En 2017, Castro inició una serie de pinturas a partir de monumentos intervenidos por manifestantes, haciendo confluir en una misma imagen distintas tradiciones pictóricas a veces contradictorias: puede representar con aerosol y óleo (a la manera de un grafitero) una estatua rayada, pero la representa como un retrato barroco del siglo XVII, con los claroscuros acentuados y las figuras teatralizadas, aunque el fondo de la obra invoque el expresionismo abstracto, un movimiento de los años 50. Una serie de anacronismos cuidadosamente calculados para, en su trasposición, revelarnos los escondrijos ideológicos de la historia y del arte. El artista construye una poética de la imagen vandalizada, revisa críticamente la tradición del retrato y mira quiénes son los sujetos susceptibles de ser representados; cuestiona las costumbres no sólo políticas sino estéticas y le confiere a la pintura un carácter documental de la historia. La imagen vandalizada restituye humanidad al sujeto representado: este no será más un ser idealizado o inmortal, ahora será frágil y vulnerable.
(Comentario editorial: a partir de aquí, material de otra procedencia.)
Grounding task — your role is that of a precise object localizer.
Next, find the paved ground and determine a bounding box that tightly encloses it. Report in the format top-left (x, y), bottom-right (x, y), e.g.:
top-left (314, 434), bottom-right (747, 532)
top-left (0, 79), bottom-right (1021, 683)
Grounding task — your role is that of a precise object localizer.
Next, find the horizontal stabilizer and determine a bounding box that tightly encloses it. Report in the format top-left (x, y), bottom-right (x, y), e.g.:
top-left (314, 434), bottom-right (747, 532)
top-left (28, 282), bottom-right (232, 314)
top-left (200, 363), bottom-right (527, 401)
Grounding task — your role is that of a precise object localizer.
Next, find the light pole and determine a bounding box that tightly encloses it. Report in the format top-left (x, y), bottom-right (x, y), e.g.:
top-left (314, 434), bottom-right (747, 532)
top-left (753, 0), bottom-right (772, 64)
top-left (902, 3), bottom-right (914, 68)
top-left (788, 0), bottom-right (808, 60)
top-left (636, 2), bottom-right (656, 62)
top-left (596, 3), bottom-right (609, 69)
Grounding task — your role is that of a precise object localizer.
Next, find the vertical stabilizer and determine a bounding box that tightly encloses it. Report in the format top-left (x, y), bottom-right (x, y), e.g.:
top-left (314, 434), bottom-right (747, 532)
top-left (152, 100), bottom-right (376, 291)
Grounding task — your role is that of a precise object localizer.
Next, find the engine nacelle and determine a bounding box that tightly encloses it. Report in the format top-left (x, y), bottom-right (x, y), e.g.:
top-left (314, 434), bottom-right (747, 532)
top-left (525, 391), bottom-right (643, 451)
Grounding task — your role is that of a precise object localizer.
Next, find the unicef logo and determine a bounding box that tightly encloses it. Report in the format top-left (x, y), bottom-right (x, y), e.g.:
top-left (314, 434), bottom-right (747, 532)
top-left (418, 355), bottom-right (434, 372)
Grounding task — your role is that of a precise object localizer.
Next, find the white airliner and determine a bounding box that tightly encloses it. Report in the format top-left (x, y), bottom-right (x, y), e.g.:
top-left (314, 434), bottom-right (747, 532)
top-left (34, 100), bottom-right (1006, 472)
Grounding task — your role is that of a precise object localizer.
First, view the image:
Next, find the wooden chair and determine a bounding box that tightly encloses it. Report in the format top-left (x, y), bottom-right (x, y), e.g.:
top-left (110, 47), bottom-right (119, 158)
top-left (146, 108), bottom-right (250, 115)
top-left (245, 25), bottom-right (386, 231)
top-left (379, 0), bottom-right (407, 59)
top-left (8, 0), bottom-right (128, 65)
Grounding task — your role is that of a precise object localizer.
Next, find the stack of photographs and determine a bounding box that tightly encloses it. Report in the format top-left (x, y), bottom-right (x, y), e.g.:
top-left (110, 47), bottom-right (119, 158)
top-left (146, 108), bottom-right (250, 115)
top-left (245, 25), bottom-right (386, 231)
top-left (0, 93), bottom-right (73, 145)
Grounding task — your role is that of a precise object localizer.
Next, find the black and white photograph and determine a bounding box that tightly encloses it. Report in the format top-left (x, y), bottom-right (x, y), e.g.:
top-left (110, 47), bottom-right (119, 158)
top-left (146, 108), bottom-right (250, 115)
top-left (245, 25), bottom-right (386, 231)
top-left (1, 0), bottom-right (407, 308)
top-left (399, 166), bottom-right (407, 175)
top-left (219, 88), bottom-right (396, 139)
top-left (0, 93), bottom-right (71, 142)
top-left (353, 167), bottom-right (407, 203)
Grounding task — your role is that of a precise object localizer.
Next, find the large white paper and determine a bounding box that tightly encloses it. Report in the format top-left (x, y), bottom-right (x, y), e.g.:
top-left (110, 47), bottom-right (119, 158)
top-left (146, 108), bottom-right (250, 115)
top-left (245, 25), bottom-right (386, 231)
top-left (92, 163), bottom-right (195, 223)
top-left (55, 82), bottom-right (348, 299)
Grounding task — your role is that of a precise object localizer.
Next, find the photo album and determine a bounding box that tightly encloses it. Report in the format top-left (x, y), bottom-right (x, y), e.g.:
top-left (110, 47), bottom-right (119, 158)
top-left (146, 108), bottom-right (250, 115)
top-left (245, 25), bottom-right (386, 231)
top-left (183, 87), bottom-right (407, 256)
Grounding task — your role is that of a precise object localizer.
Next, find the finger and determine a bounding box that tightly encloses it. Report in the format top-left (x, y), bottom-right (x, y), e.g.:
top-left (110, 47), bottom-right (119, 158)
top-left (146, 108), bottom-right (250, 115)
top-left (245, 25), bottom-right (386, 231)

Las palabras “patria” y “patrimonio” tienen la misma raíz etimológica en pater o patris, que significan “padre”: “patria” alude al “país del padre” y “patrimonio” a los bienes que se heredan por vía paterna. Por su parte, “padre de la nación” significa algo así como “el padre del país del padre”. Y esta idea de padre, quizá desde Roma, alude directamente al varón. En medio de esta proliferación de padres espirituales que moldean nuestra vida común, habría que preguntarnos por el lugar de la madre. En su instalación Hogar, Castro prende fuego a una lámpara de cristal, que a lo mejor encarna aquella casa burguesa que, a su vez, representa la tradición, la familia y la propiedad. Quizá este fuego purificador sea una invitación a sublimar la casa paterna que todos hemos heredado.